Finding the Mode of a Kernel Density Estimate

Given points $p1, \dots, pn$ in $\mathbb{R}^d$, how do we find a point $x$ which maximizes $\frac{1}{n} \sum{i=1}ⁿ e^{-|pi - x|^2}$? In other words, how do we find the maximizing point, or mode of a Gaussian kernel density estimation (KDE) centered at $p1, \dots, pn$? Given the power of KDEs in representing probability distributions and other continuous functions, the basic mode finding problem is widely applicable.
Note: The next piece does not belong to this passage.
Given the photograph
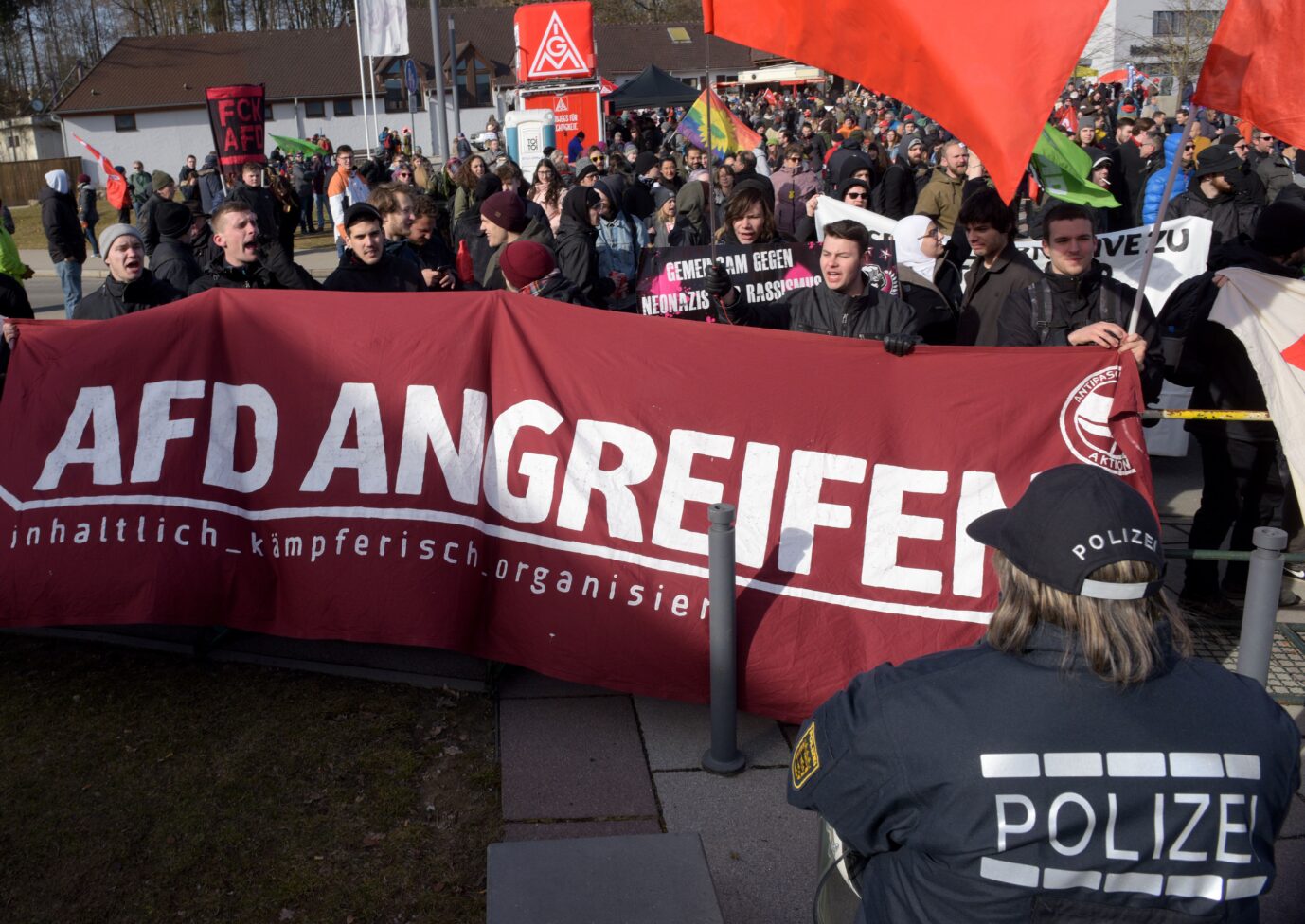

However, it is poorly understood algorithmically. Few provable algorithms are known, so practitioners rely on heuristics like the "mean-shift" algorithm, which are not guaranteed to find a global optimum. We address this challenge by providing fast and provably accurate approximation algorithms for mode finding in both the low and high dimensional settings. For low dimension $d$, our main contribution is to reduce the mode finding problem to a solving a small number of systems of polynomial inequalities. For high dimension $d$, we prove the first dimensionality reduction result for KDE mode finding, which allows for reduction to the low dimensional case. Our result leverages Johnson-Lindenstrauss random projection, Kirszbraun's classic extension theorem, and perhaps surprisingly, the mean-shift heuristic for mode finding.